Secondly, there has been a lot of hate toward immigrants lately – especially here in Germany. But from what I gather there have been quite some ugly voices in the US as well. The physician who didn’t leave my side the whole incident shared a part of his journey with me. He was born in India, then went to the UK and now helps people in Abu Dhabi.
Personally, I was thankful that another human being was there to help me. But I would also like to use this as a reminder that each and every one of us might be in a situation where they need the help of a person with a different heritage, different beliefs or a different culture. That’s why they all deserve our respect and tolerance because only in giving you deserve to receive.
Naturally, I would also like to thank the two charming flight attendants from the bottom of my heart. They made sure the whole incident passed by as smoothly as possible and I could tell they were well-schooled in the emergency protocol. After hearing some recent bad news from Ryan-Air, I was well relieved that Etihad still values the safety of its passengers above everything else.

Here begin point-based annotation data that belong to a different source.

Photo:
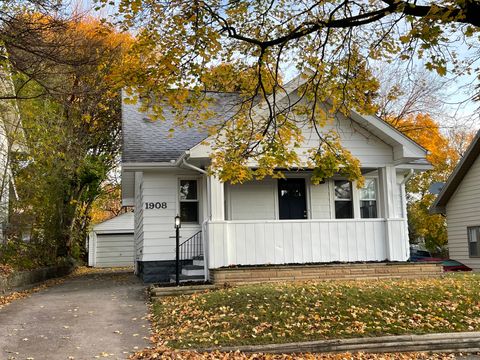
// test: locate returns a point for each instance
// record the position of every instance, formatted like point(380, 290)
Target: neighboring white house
point(110, 243)
point(459, 200)
point(263, 222)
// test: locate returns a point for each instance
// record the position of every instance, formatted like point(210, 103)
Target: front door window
point(291, 199)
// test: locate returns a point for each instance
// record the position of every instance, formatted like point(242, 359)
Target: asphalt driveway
point(90, 316)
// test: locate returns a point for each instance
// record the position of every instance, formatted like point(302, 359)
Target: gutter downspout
point(404, 206)
point(406, 178)
point(209, 209)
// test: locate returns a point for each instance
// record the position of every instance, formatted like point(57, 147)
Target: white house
point(11, 136)
point(459, 200)
point(263, 222)
point(110, 243)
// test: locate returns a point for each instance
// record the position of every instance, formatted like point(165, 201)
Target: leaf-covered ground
point(280, 313)
point(165, 353)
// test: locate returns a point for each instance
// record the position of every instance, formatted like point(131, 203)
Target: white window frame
point(352, 199)
point(376, 198)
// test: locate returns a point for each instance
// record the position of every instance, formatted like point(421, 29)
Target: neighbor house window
point(189, 201)
point(343, 199)
point(473, 240)
point(368, 199)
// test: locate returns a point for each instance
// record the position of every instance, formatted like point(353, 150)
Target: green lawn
point(276, 313)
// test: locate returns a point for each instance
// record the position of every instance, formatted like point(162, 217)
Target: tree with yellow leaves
point(330, 42)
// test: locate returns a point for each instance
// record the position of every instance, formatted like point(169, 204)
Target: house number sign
point(156, 205)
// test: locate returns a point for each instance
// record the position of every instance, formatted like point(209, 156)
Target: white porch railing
point(252, 242)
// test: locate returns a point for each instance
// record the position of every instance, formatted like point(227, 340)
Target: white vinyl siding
point(113, 250)
point(463, 211)
point(250, 242)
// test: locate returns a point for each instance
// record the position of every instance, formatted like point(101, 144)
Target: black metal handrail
point(191, 248)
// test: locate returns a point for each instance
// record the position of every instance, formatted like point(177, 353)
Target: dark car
point(454, 265)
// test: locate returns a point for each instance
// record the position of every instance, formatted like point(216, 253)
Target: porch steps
point(192, 270)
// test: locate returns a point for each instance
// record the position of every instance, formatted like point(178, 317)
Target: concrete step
point(193, 270)
point(188, 278)
point(157, 292)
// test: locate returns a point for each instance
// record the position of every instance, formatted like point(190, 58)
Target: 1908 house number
point(157, 205)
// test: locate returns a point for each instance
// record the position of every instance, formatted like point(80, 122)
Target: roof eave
point(458, 174)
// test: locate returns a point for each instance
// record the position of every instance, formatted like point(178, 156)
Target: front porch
point(256, 242)
point(292, 221)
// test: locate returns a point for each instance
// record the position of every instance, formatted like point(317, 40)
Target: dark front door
point(291, 199)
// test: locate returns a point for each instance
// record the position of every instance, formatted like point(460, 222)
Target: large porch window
point(343, 199)
point(292, 202)
point(368, 199)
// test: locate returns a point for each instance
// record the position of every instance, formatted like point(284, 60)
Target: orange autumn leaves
point(283, 313)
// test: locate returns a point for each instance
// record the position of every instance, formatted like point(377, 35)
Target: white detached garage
point(110, 243)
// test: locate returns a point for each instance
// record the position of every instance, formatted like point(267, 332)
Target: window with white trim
point(473, 240)
point(368, 199)
point(188, 194)
point(343, 199)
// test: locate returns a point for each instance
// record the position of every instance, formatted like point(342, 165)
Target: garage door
point(114, 250)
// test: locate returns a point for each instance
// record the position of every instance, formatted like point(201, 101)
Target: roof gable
point(146, 141)
point(458, 174)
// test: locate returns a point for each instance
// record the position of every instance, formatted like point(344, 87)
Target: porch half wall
point(251, 242)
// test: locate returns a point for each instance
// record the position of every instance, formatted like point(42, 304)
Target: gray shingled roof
point(150, 141)
point(456, 177)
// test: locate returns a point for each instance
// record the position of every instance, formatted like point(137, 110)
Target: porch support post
point(388, 182)
point(217, 199)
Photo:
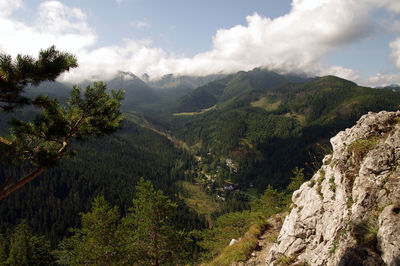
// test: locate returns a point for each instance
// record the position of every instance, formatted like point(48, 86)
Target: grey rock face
point(349, 212)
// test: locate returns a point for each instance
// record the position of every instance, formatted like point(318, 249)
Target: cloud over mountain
point(295, 42)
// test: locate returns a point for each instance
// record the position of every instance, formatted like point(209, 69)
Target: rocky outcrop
point(349, 212)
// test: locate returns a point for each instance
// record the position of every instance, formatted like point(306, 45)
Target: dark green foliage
point(44, 140)
point(111, 167)
point(41, 143)
point(24, 248)
point(271, 202)
point(148, 230)
point(145, 236)
point(296, 180)
point(97, 242)
point(267, 142)
point(228, 226)
point(16, 74)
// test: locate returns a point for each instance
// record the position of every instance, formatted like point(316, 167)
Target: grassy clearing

Last, but not least, I am well aware that I traveled in business class and my experience probably ended up being much more pleasant than it might have been. I tried to keep this story as neutral as possible, and hope I was able to give you some insights into an aspect of traveling not frequently featured.
Also, the whole story and the accompanying picture are quite personal. For me, writing and opening to the world has always been a liberating experience. Despite being an introvert, I never felt weird about sharing stories online. This might be different for other people, but it was ultimately the reason why I felt I should write about it. To liberate me, so I can board a plane again without fear.